How embarrassing that the BISP, the brainchild of the PPP, has been rescued and catapulted to new heights under the leadership of a woman who could have been the poster girl of Sindh. What irony that the minister of finance of the Punjab is a woman with Sindhi roots but the ruling liberal party in Sindh has just the one, token woman advisor or special assistant in its cabinet and no minister for the department of women’s development.

What a pity that the only province to not appoint a provincial commission for the status of women is the land of sufis, progressive writers, and liberal thinkers. This symbolically crucial and potentially effective institution could serve against anti-women narratives and address the alarming rise of honour crimes, maternal mortality, women’s labour rights and assist in economic and material progress. But the wilful neglect to appoint a commission in Sindh is simply shameful.

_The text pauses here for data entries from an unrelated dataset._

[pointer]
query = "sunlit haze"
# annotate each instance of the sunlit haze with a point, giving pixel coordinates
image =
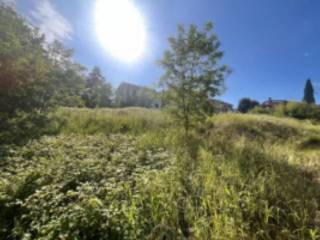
(120, 29)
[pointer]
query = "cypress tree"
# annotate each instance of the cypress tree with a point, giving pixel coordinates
(309, 93)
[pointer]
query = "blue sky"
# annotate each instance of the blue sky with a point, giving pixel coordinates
(272, 46)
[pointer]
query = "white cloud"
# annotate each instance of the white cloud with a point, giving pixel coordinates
(50, 21)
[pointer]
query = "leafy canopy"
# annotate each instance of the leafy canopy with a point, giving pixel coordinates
(246, 104)
(193, 74)
(309, 92)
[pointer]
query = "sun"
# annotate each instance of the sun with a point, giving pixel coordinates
(120, 29)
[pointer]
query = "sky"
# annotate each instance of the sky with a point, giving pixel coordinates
(272, 46)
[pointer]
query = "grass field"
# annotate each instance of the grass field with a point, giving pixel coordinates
(131, 174)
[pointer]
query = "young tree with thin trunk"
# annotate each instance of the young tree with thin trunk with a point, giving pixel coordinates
(193, 73)
(309, 93)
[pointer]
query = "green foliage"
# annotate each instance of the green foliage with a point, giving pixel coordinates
(98, 92)
(106, 121)
(148, 182)
(309, 93)
(246, 104)
(25, 88)
(67, 76)
(193, 74)
(296, 110)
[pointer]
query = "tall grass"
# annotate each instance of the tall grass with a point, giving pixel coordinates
(83, 121)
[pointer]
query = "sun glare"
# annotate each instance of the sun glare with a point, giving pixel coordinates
(120, 29)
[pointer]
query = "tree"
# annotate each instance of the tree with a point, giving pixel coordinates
(309, 93)
(193, 74)
(25, 87)
(246, 104)
(67, 76)
(98, 92)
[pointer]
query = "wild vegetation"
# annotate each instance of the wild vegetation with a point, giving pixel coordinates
(253, 177)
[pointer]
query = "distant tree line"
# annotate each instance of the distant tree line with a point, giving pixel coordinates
(307, 109)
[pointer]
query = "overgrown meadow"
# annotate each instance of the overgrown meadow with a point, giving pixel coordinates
(132, 174)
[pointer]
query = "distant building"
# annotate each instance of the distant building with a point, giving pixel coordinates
(218, 106)
(270, 103)
(129, 95)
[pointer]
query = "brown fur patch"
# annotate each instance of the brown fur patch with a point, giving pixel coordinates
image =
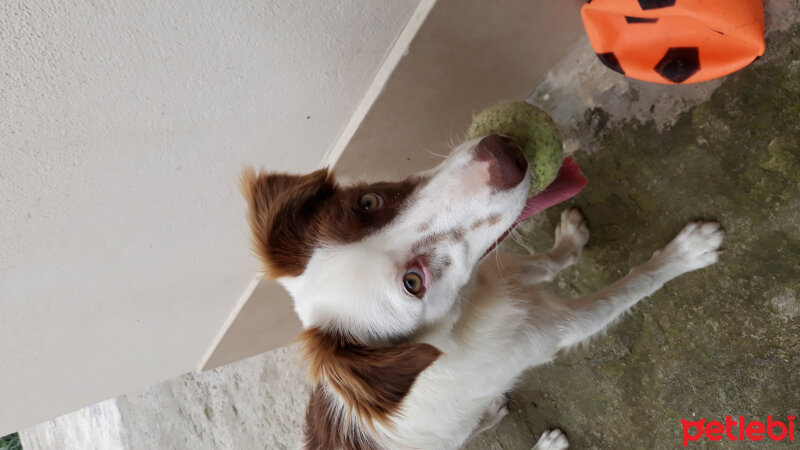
(372, 381)
(327, 427)
(291, 215)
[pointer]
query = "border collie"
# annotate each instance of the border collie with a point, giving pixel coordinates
(415, 326)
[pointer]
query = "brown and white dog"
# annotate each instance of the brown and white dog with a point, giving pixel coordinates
(412, 333)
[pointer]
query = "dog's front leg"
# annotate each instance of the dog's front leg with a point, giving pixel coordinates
(694, 248)
(572, 233)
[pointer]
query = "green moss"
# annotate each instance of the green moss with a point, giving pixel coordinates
(720, 341)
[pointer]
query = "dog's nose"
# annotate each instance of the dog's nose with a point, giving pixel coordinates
(507, 164)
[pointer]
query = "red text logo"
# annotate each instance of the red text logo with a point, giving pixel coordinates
(738, 430)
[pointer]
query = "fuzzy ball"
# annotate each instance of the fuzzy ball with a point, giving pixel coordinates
(534, 131)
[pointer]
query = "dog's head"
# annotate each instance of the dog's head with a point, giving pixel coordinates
(377, 262)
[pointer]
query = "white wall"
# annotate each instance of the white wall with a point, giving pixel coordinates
(123, 126)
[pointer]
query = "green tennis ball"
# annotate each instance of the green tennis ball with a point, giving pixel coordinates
(532, 129)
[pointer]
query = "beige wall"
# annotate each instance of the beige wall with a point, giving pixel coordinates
(123, 127)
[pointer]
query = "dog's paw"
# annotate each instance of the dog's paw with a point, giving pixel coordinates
(695, 247)
(552, 440)
(572, 231)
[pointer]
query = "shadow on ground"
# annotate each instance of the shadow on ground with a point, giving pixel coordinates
(721, 341)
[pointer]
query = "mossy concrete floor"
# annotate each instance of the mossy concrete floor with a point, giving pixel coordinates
(721, 341)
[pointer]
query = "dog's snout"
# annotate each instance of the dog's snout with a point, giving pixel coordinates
(507, 164)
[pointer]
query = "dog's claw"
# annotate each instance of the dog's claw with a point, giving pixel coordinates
(552, 440)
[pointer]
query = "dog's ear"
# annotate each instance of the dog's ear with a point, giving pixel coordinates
(281, 209)
(372, 380)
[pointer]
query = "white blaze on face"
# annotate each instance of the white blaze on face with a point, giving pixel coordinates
(446, 225)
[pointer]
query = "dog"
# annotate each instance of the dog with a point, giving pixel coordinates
(415, 327)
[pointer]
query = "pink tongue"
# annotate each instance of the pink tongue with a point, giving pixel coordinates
(567, 184)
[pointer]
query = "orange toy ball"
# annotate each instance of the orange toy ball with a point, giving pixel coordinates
(675, 41)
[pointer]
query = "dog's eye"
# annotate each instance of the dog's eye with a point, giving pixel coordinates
(413, 282)
(370, 201)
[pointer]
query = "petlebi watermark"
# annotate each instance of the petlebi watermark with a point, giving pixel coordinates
(738, 429)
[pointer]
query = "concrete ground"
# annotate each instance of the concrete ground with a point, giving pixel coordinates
(722, 341)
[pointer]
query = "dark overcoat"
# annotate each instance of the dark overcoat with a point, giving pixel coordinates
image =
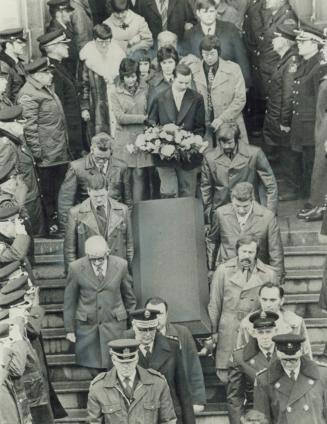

The PPP women’s leadership is guilty of allowing this vacuum, since all they seem to be good at is applauding Bilawal Bhutto’s speeches in the background rather than advocating for women’s institutional improvement. There is nothing, not a thing, to celebrate or showcase on women’s or human rights beyond some laws which were not resisted in the way that they are in other provinces. The apologists in Sindh complain in private but shy away from publically calling out such collective failure. What could be a worse disservice than duplicity?

The MQM’s liberalism is fake -- partially because like their Lal Masjid nemesis, they cannot claim democratic progressiveness or peaceful welfare intent while armed to the teeth and dependent on threats and violence. Also, the party uses liberal tactics as a decoy to mask its own inherent fascism.

The PPP’s liberalism is so anemic that it remains restricted to nostalgic memorabilia and celebration of death anniversaries, and recalling the achievements of some imagined glorious past. It has missed so many opportunities that in 2018 a huge cake should be ordered to mark the death anniversary of its own liberal possibilities.

Then we wonder… why is peaceful Sindh discontented and being taken over by illiberal forces? It’s because Sindh has been betrayed by its own government.